Saturday, May 13th, 2006 • 2 Comments on So Long and Thanks For All the Fish
Everything I Need to Know (For Today, At Least), I Learned From The Hitchhiker’s Guide to the Galaxy:
—Be kind to small animals, because they might be running the show and you don’t even know it.
—It’s better to be a dolphin than a whale. Poor, poor whale.
—Douglas Adams had an amazing imagination and the world is a little emptier without him.
—To truly appreciate Douglas Adams, one needs to be drinking. One also might suspect Mr. Adams was drinking while creating his stories.
—If one is drinking, one should ask the fabulous Zabe (aka Elizabeth to the IRS and other official types) to choose a wine for you. I mean one.
—If one is drinking wine while watching a movie based on a Douglas Adams book, one should drink a nice German Riesling. I recommend Weingut Eugen Wehrheim’s 2003 Niersteiner Bildstock Riesling Kabinett.
—That Zabe really knows how to pick a birthday (I mean graduation) wine. She’s a fabulous girl, just ask anyone. Simply fabulous.
—You can’t be president with a whole brain. (I think I already knew that one.)
—Buttons aren’t toys! Press them anyway.
—I could listen to Alan Rickman all day.
—“Okay, don’t think. Nobody think. No ideas. No theories. No nothing, ” is a funny quote, but utterly impossible to accomplish. Look out for the giant fly swatter!
—The best pizza is one I don’t have to make.
—Resistance is useless!
—When your entire world is destroyed, look for the backup.
—“I’m British.
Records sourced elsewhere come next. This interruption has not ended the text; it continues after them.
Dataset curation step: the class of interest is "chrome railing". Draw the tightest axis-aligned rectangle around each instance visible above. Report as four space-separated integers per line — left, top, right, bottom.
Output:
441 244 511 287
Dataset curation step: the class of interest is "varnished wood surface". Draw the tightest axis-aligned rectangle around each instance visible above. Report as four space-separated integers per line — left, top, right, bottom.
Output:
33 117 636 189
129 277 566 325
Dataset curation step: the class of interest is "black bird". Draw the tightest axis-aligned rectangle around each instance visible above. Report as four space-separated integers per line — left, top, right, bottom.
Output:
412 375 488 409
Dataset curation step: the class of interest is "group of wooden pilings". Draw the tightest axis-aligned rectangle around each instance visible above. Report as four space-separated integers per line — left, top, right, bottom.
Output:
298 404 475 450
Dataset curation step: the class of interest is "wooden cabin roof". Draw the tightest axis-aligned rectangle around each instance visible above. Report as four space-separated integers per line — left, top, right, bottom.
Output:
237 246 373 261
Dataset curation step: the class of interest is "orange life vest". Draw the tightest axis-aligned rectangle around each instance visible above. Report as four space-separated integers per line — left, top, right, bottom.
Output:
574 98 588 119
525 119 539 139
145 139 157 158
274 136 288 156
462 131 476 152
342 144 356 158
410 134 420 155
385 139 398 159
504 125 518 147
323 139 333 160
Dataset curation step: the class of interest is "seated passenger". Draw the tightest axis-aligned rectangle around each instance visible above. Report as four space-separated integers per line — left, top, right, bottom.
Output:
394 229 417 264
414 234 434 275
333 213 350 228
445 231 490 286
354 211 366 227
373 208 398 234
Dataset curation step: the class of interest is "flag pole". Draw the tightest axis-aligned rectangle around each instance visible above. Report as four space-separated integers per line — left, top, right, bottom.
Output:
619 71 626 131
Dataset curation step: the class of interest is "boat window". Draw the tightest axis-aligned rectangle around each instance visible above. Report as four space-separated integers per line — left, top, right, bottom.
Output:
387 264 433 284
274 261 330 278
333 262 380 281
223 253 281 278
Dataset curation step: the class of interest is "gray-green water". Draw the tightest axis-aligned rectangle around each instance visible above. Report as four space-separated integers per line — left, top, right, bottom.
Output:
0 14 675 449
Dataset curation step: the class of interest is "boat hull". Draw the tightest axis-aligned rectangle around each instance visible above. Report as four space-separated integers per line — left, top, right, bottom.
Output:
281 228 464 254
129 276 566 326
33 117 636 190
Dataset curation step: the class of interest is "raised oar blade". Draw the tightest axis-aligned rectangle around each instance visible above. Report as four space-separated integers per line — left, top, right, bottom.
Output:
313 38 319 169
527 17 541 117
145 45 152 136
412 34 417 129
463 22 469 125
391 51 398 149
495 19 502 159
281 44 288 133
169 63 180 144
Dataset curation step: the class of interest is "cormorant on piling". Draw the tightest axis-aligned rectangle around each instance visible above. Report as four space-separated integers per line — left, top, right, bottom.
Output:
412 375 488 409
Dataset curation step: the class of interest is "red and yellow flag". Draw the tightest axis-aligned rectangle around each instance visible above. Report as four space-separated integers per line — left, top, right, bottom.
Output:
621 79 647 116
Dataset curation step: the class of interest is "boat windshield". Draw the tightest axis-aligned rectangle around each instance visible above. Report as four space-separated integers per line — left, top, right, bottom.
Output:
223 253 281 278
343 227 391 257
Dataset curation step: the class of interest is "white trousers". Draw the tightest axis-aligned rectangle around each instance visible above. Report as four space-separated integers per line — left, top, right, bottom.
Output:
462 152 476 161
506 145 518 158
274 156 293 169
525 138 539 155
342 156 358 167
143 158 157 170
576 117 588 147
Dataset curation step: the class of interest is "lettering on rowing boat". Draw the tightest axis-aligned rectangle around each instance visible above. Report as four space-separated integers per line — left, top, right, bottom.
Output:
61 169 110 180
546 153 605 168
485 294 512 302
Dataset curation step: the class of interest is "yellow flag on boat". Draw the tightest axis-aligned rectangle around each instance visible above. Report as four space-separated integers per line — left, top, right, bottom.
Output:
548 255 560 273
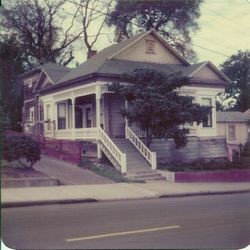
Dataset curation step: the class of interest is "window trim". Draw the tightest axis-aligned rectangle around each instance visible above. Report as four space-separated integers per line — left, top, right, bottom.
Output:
29 107 35 122
201 97 213 128
227 124 236 141
57 102 67 130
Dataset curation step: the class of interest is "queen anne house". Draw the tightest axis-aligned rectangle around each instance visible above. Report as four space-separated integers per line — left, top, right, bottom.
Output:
21 30 230 178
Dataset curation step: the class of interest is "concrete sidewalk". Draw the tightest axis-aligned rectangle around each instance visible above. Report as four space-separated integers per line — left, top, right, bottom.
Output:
1 181 250 207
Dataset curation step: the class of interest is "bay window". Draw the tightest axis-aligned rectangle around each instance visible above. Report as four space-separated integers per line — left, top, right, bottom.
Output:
57 103 66 129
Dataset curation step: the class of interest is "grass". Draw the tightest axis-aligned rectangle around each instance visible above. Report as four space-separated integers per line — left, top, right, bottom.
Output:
80 159 144 183
1 161 48 179
158 157 250 172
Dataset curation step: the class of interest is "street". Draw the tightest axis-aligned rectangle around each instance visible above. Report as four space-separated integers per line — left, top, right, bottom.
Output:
2 193 250 249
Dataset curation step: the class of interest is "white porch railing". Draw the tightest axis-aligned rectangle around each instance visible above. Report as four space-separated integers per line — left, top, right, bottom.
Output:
73 127 98 140
50 127 98 140
98 128 127 173
126 126 157 170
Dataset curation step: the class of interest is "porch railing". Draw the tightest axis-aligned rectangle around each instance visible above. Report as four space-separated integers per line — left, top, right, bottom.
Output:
98 128 127 173
126 126 156 170
74 127 98 139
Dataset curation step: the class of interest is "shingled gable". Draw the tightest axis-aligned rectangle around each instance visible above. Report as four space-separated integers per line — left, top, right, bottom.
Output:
33 62 70 92
41 30 230 89
188 61 231 82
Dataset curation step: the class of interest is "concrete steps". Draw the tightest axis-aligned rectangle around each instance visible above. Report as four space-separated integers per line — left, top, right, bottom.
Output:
112 138 165 181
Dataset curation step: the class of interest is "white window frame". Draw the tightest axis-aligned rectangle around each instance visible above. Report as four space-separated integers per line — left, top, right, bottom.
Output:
29 107 35 122
201 96 214 128
227 124 236 141
145 39 156 55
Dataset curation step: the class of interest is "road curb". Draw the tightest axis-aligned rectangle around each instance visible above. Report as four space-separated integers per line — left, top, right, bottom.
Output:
1 189 250 208
1 198 98 208
158 189 250 198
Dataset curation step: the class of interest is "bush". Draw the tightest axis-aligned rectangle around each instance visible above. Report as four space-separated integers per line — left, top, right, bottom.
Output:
241 141 250 156
158 159 250 172
3 135 41 168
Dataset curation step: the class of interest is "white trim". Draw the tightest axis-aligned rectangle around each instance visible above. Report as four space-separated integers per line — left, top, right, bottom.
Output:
108 29 190 65
188 61 232 83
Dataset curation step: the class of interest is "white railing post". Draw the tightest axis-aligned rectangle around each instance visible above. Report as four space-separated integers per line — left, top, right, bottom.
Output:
126 127 157 170
121 153 127 174
151 152 157 170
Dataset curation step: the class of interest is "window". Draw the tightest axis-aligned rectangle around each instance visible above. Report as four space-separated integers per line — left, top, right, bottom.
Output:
145 40 155 54
46 104 51 130
228 124 236 140
28 78 33 88
29 107 35 122
57 103 66 129
201 98 213 128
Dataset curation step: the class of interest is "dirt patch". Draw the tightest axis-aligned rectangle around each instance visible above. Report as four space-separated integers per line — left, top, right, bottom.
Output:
1 161 48 179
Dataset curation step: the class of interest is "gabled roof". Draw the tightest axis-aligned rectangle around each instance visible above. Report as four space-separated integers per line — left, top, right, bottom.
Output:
189 61 231 82
57 30 190 83
33 62 70 91
41 62 70 84
216 111 249 122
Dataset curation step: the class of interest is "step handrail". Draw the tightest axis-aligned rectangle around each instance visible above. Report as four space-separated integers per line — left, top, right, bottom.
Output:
125 126 157 170
98 128 127 174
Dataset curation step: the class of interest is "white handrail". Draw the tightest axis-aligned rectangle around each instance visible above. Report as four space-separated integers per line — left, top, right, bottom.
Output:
98 128 127 173
126 126 157 170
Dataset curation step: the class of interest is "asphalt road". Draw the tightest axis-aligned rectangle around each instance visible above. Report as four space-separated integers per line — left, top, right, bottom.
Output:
2 194 250 249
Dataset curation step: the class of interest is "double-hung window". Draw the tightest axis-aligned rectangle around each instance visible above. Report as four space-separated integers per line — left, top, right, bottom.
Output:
201 98 213 128
228 124 236 141
57 103 66 129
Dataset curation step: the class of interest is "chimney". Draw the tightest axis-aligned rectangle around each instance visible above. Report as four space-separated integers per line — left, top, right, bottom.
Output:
87 50 97 59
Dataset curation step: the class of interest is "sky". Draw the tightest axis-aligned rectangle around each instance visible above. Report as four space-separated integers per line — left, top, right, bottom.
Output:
66 0 250 67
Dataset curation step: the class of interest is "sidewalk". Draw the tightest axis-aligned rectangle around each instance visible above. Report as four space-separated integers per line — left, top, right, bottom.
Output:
1 181 250 207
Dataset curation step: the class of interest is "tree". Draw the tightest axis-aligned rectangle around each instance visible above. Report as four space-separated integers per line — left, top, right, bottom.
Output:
111 67 211 148
221 50 250 111
71 0 112 57
0 0 82 68
0 36 24 130
107 0 202 59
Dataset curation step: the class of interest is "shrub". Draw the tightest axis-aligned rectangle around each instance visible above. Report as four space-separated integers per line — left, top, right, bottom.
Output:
3 135 41 168
241 141 250 156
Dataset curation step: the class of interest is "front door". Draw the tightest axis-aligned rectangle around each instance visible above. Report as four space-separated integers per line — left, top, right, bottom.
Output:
82 104 93 128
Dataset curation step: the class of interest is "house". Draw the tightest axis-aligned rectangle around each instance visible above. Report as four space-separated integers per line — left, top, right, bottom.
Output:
21 30 230 176
216 111 250 160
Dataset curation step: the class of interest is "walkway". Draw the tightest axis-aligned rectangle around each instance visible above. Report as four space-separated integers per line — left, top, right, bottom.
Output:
34 155 114 185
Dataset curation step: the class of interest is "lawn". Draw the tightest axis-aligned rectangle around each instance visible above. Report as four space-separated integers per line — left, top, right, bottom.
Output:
157 157 250 172
1 160 48 179
80 159 144 183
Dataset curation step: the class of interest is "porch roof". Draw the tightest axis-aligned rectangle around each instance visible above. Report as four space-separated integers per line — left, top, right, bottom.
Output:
216 111 249 122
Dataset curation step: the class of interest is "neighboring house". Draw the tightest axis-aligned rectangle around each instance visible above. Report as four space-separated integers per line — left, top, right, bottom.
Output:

I know how to queue,” is soooo much funnier if you’ve been to London.
—The president of the universe is an interesting blend of Richard Branson, Bill Clinton and Elvis Presley. Who knew?
—“You want to see my spaceship?” is actually a pretty good pick-up line.
—Why be happy when you can be famous?
—The answer to the ultimate question of life, the universe and everything is… 42. Which, oddly enough, is the age I plan to be when I have a child. I thought I knew everything and now I know I do! Wow!
—A cup of tea will restore your normality, but a bottle of wine will make you giggle for an hour.
—In the words of the incredible Alan Rickman (as poor, depressed Marvin): “This will all end in tears.”
—The ultimate question is different for everyone.
—Douglas Adams is in heaven, but he probably didn’t get in on the first try.